The week started out well, as insured depositors were spared in Cyprus, and that resonated well with investors. Furthermore, last week's domestic economic data was quite positive, especially for housing. The Philadelphia Fed Survey was much better than expected; Initial Jobless Claims remained in the low 300K area; and LEI were as expected. Looking ahead to this week, we are expecting much improved Durable Goods Orders tomorrow, along with rising Consumer Confidence and continued strength from the Existing Home Sales. However, I should point out that Existing Home Sales are likely to be as robust as New Home Sales were last week. Nothing negative is expected from the Initial Jobless Claims on Thursday, and the third estimate of Q4 GDP is expected to be revised upward. Finally on Friday, Personal Income and the final Michigan Sentiment reading for the month are both expected to be much better than the previous month's numbers, while the Chicago PMI is expected to be a tad lower.
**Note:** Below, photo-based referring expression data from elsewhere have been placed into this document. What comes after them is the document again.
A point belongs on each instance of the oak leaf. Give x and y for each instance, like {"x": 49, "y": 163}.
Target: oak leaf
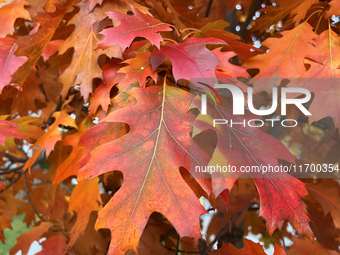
{"x": 9, "y": 63}
{"x": 242, "y": 146}
{"x": 85, "y": 198}
{"x": 199, "y": 62}
{"x": 139, "y": 25}
{"x": 25, "y": 240}
{"x": 149, "y": 157}
{"x": 328, "y": 198}
{"x": 286, "y": 57}
{"x": 48, "y": 140}
{"x": 53, "y": 245}
{"x": 84, "y": 66}
{"x": 323, "y": 72}
{"x": 33, "y": 45}
{"x": 139, "y": 69}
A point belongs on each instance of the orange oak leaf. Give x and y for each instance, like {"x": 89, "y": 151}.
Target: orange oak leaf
{"x": 139, "y": 69}
{"x": 232, "y": 43}
{"x": 4, "y": 223}
{"x": 286, "y": 57}
{"x": 9, "y": 129}
{"x": 9, "y": 13}
{"x": 226, "y": 69}
{"x": 149, "y": 157}
{"x": 84, "y": 66}
{"x": 334, "y": 8}
{"x": 25, "y": 240}
{"x": 51, "y": 48}
{"x": 101, "y": 95}
{"x": 93, "y": 3}
{"x": 240, "y": 145}
{"x": 85, "y": 198}
{"x": 48, "y": 140}
{"x": 329, "y": 200}
{"x": 273, "y": 14}
{"x": 33, "y": 45}
{"x": 139, "y": 25}
{"x": 199, "y": 62}
{"x": 9, "y": 63}
{"x": 53, "y": 245}
{"x": 69, "y": 166}
{"x": 325, "y": 72}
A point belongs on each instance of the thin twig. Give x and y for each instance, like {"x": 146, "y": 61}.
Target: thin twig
{"x": 183, "y": 251}
{"x": 283, "y": 242}
{"x": 8, "y": 171}
{"x": 29, "y": 198}
{"x": 251, "y": 14}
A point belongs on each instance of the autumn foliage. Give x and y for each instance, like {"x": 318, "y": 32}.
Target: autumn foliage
{"x": 98, "y": 126}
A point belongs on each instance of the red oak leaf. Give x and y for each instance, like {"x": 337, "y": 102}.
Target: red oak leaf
{"x": 139, "y": 25}
{"x": 189, "y": 60}
{"x": 149, "y": 157}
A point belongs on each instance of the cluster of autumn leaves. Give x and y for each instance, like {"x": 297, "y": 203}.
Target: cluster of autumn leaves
{"x": 99, "y": 91}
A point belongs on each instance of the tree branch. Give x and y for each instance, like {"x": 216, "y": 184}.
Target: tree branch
{"x": 29, "y": 198}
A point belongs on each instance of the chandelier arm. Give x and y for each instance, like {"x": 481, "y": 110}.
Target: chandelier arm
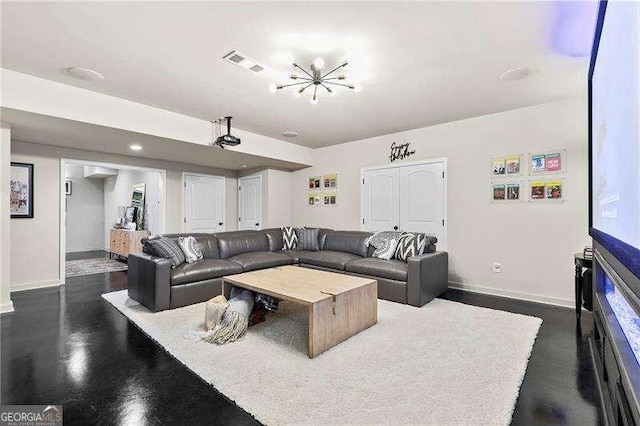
{"x": 339, "y": 84}
{"x": 323, "y": 85}
{"x": 333, "y": 70}
{"x": 294, "y": 84}
{"x": 302, "y": 69}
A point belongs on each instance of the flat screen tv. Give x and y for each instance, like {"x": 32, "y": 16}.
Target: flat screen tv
{"x": 614, "y": 136}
All sounds good, right? Wrong! After the strong opening this morning, with the S&P 500 up 0.5% in early trading, along with similar strength from the Dow and Nasdaq, the market succumbed to a gradual sell-off throughout the day. Traders in Europe soured when the top finance minister -- Jeroen Dijsselbloem -- told Reuters and the Financial Times that the Cyprus bailout would make a fine template for solving other European bank woes. Specifically, he indicated that the Troika (IMF, ECB and EC) should look to shareholders and bondholders first, and then, if necessary, to uninsured depositors to re-capitalize failing banks. European markets lost their gains and domestic markets followed suit.
But we are not so sure he got that wrong. It is very similar to the process that we have always used in the U.S. What does "limits on insured deposits" mean if not to imply some higher risk than fully insured depositors? Surely he didn't mean an equal sharing of risk among the three groups; you would expect shareholders to have the most risk, followed by bondholders, and then if necessary, followed by uninsured deposits.
Fueled by Apple's (NASDAQ:AAPL) recovery, Large-cap Growth was the only positive style/cap, up +0.08% despite the nasty report and decline from Oracle (NASDAQ:ORCL). Small-cap Value was worst, down -0.79%. Sectors followed the classic flight-to-safety format with Consumer Non-Cyclicals, Telecom, Healthcare, and Utilities at the top. Consumer Cyclicals, fueled by the housing numbers, was the only other positive sector. As we expected, Financials took the full brunt of the Cyprus and JPMorgan (NYSE:JPM) woes, falling a nasty -1.4%.
3 Stock Ideas For This Market
This week, we have selected three large-cap stocks for you to consider, diversified across the top sector groups:
LyondellBasell Industries NV (NYSE:LYB) - Basic Materials
2.5% dividend yield
Trading for 12.8x current earnings, 9x forward earnings
Projected EPS growth: 10.4% 5-year, 15.4% 2013, 30% current quarter
The Kroger Co. (NYSE:KR) - Consumer Non-Cyclicals
1.9% dividend yield
11.8x current earnings and 10.75x forward earnings
Projected EPS growth: 8% 5-year, 12% in 2013, 12.8% current quarter
Amgen Inc. (NASDAQ:AMGN) - Healthcare
1.9% dividend yield
17.5x current earnings and 11.5x forward earnings
Projected EPS growth: 10% 5-year, 10% in 2013, 13% current quarter
Disclosure: I have no positions in any stocks mentioned, and no plans to initiate any positions within the next 72 hours. I wrote this article myself, and it expresses my own opinions. I am not receiving compensation for it. I have no business relationship with any company whose stock is mentioned in this article.